This age-linked surge may help detect cancer early

26-Mar-2025

Ageing shifts the immune system. It becomes less stable, more chaotic. Scientists from Stanford found a powerful sign of this shift: cytokines in the blood rise up to four years before cancer appears—only in people over 80.

Cytokines Speak Before Cancer Arrives

Cytokines are tiny messengers in our immune system. They call cells into action during inflammation or infection. But what if they whisper about cancer before any tumor is found?

The Stanford-Ellison longitudinal study followed 133 healthy people for nine years. Researchers tracked 32 different cytokines in the blood. In those aged 80 and above, levels of these molecules began to rise years before any cancer diagnosis.

In people under 80, the rise did not happen. The immune system of the elderly seems to respond to something invisible—perhaps small clusters of transformed cells. These changes were not random. A broad pattern emerged.

Inflammation, But Only in the Oldest

Data showed that this “cytokine surge” happened only in those over 80. It didn’t matter if they had skin, colon, or breast cancer. The common factor was age.

In samples taken two years before cancer diagnosis, 26 of the 32 tracked cytokines rose significantly. These included well-known inflammatory signals like IL-6, IL-1β, TNF-α, and interferon-γ. Even anti-inflammatory ones, like IL-10, increased.

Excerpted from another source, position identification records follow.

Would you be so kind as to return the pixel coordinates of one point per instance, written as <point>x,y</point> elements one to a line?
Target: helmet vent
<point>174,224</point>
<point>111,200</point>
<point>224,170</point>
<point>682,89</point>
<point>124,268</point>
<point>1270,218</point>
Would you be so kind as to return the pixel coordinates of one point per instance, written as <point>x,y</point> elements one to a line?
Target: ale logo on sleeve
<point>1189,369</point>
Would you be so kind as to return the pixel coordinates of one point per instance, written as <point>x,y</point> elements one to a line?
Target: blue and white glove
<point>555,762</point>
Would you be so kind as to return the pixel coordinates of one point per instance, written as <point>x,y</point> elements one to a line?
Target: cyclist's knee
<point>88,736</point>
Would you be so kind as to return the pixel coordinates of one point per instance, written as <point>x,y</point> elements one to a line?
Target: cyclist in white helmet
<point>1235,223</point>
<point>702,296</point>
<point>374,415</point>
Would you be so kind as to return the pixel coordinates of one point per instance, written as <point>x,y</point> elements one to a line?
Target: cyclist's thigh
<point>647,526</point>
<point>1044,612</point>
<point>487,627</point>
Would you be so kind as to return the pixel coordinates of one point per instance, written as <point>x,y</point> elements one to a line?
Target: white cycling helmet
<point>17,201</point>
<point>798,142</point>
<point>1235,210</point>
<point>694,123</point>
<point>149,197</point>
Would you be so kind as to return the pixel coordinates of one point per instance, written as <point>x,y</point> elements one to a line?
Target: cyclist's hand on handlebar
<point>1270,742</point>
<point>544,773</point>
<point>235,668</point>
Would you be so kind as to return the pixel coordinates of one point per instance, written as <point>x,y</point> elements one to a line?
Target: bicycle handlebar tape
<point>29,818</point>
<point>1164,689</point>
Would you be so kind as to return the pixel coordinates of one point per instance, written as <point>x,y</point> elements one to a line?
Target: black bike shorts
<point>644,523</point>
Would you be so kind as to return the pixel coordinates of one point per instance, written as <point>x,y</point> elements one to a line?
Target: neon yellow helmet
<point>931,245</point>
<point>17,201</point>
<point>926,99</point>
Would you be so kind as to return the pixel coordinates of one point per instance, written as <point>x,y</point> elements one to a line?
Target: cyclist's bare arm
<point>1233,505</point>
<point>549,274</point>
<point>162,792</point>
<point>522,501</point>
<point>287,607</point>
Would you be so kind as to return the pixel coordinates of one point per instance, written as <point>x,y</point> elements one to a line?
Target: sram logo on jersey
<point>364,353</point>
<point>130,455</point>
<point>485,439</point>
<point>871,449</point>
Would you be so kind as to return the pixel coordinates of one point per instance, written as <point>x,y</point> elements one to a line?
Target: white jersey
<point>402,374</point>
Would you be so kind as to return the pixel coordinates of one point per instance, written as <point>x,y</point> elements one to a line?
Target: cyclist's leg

In contrast, individuals under 80 with future cancer showed no such spike. The immune system seems to ignore—or not sense—cancer in its early stages until very late in life.

Surge Fades After Tumor Removal

The surge isn’t permanent. After the cancer diagnosis—likely after surgery or treatment—the cytokine levels dropped.

This suggests that the tumors themselves triggered the immune response. The body was already fighting, long before doctors knew anything was wrong.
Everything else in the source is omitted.